How healthy is our health system (Part 1)

In 2015 the Millennium Development Goals reached their deadline, with South Africa among the countries that did not meet all of their targets. South Africa’s health system is faced with a number of challenges – the burden of communicable diseases, high HIV infection rates, diseases related to poor diet, and a shortage of health-care professionals in both the public-and-private sector.

In any complex system, the approach that must be taken to addressing challenges must itself be complex. This two-part series looks at the health practitioners, and the health facilities to consider where opportunities and challenges exist.

The Constitution makes a commitment to providing affordable healthcare for people. With only a small percentage of South Africans on a medical aid that enables them to seek private health care, the public health system is most South Africans’ first port of call when ill. It’s obvious then that what is needed is enough adequately equipped public facilities to meet the demand.

But, where facilities exist, often the challenge is to ensure a sufficient supply of doctors who want to and are qualified to work in the public health sector. This requires an education system that can produce matriculants with good enough results to qualify to study medicine and other health related courses.

Even if all matriculants were perfectly qualified to study medicine, South Africa’s nine medical schools can only accommodate a certain number of new medical students each year because of their physical and human resources required to train them. These schools produce between 1000 and 1200 graduates per annum. Unfortunately, this is not enough to meet the patient demand.

When medical students graduate they are required to undertake two years of community service in order to register as a doctor. There they work long hours, often under non-desirable conditions. To progress many of them will choose to specialize, taking further years of study. For many others, after these three years of hard work, they leave to work in the private sector or go overseas. And so, despite all the effort and public funds, the numbers of doctors still remains lower than needed.

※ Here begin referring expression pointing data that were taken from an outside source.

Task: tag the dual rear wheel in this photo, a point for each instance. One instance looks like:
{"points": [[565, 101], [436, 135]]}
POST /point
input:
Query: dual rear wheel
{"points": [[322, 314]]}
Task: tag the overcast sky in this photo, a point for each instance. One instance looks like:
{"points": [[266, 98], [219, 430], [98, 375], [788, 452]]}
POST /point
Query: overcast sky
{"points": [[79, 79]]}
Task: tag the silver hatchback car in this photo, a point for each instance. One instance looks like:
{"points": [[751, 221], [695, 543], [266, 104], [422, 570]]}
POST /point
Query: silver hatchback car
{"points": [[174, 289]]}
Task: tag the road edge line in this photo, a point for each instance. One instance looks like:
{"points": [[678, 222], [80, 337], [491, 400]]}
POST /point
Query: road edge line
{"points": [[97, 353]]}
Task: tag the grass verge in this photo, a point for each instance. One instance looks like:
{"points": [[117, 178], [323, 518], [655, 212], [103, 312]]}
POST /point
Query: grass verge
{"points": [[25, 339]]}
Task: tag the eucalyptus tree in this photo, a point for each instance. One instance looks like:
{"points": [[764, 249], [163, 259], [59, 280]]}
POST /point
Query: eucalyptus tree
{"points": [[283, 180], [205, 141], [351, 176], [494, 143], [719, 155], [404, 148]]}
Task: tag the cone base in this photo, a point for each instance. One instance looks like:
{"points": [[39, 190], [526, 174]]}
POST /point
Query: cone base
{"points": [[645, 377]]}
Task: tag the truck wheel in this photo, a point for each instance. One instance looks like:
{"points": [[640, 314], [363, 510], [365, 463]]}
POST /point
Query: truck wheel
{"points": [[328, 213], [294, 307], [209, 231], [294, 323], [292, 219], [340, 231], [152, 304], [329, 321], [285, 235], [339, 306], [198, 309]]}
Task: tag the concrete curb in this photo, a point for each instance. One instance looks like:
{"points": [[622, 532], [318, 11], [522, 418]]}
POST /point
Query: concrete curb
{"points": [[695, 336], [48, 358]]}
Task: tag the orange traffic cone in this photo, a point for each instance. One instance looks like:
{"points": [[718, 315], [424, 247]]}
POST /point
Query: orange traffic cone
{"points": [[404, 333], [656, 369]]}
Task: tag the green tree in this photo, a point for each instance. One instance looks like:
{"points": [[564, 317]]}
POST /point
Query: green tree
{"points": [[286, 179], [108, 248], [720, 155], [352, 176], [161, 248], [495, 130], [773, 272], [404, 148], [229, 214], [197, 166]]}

These challenges equate to a ratio of 0.8 doctors per 1000 people. So what are the options to make the best of this situation? Some potential options could include:

  • Increasing the training channels, for example empowering nurses; training Clinical Associates – new cadre of health worker;
  • Enabling foreign doctors to come and work in South Africa by making it easier for them to get work permits;
  • Requiring private sector doctors to undertake community service in public hospitals regularly, and
  • Improving the pay and working conditions of the public sector to reduce the drain of doctors to the private sector or the overseas markets.

Some of these solutions might encourage more doctors to remain in the system. Another is to look at the state of the health system as a whole – something that will be considered in the next part of this blog.